SRC-N Wins 1st and 3rd Places at DCASE2024 Challenge

Samsung R&D Institute China-Nanjing (SRC-N) has once again claimed the top ranks in the Detection and Classification of Acoustic Scenes and Events (DCASE) 2024 Challenge.

DCASE, a premier competition in the acoustics field organized by the Institute of Electrical and Electronics Engineers Audio and Acoustic Signal Processing (IEEE AASP), attracts hundreds of teams from industry and academia each year. Building on the success of previous editions, this year’s Challenge expanded to 10 tasks. The evaluation continues to support the development of computational scene and event analysis methods by comparing different approaches using a common public dataset, furthering efforts to improve state-of-the-art performance.

Following their success in last year’s DCASE Challenge (second place at Task4B and third place at Task4A), SRC-N developers took on new challenges this year. They achieved first place in Task 7 – Sound Scene Synthesis and third place in Task 8 – Language-Based Audio Retrieval, further enhancing the research center’s technical expertise in AI-based acoustic signal processing.


Sound Scene Synthesis involves generating environmental sounds based on given textual descriptions. This next-generation task expands the scope from last year’s Foley sounds to more general sound scenes, aiming to add further controllability with natural language prompts. While most current text-to-audio (diffusion-based) solutions focus on training models using datasets of audio-caption pairs, our submitted system created a dataset with both positive and negative samples. We then fine-tuned existing TTA models with our own dataset. Our proposed systems achieved top rankings with a FAD Score of 5.985@FAD(PANNs) and a Perceptual Evaluation Score of 5.832.

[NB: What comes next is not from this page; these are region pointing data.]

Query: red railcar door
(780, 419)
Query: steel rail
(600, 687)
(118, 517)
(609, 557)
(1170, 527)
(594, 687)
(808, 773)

Meanwhile, Language-Based Audio Retrieval entails retrieving audio signals using textual descriptions of their sound content (i.e., audio captions). This task takes human-written text queries as input and sorts audio files from a given dataset based on their match with the query. Currently, most language-based audio retrieval solutions (Text2Audio) focus on training effective audio and text encoders to obtain expressive audio and text presentations. However, our submitted system consists of audio and text encoders that were jointly pre-trained on a large multi-modality dataset, VAST-27M, which includes vision, audio, and subtitles. We further used several external audio caption datasets (AudioCaps, WavCaps, FSD50K, LAION-630k, and ClothoV2), adopted three multi-modality objectives for learning the system, and used mix-up as the data augment policy. With the model ensemble, our proposed systems achieved 0.406 mAP@10 and 0.278 R@1 on the ClothoV2 evaluation set.


Acoustic signal processing methods extract information carried in sounds and can be applied to intelligent scenarios, aligning perfectly with the strategy of SRC-N’s AI Software Team. Our team aims to research top-level AI technologies, utilize them on devices to offer product innovation, and create new value. In the era of generative AI, we believe cutting-edge technology will create whole new user experiences for immersive audio and multimedia editing. As such, we will seek opportunities to adopt these award-winning solutions and contribute to essential functions for new AI experiences and next-generation products.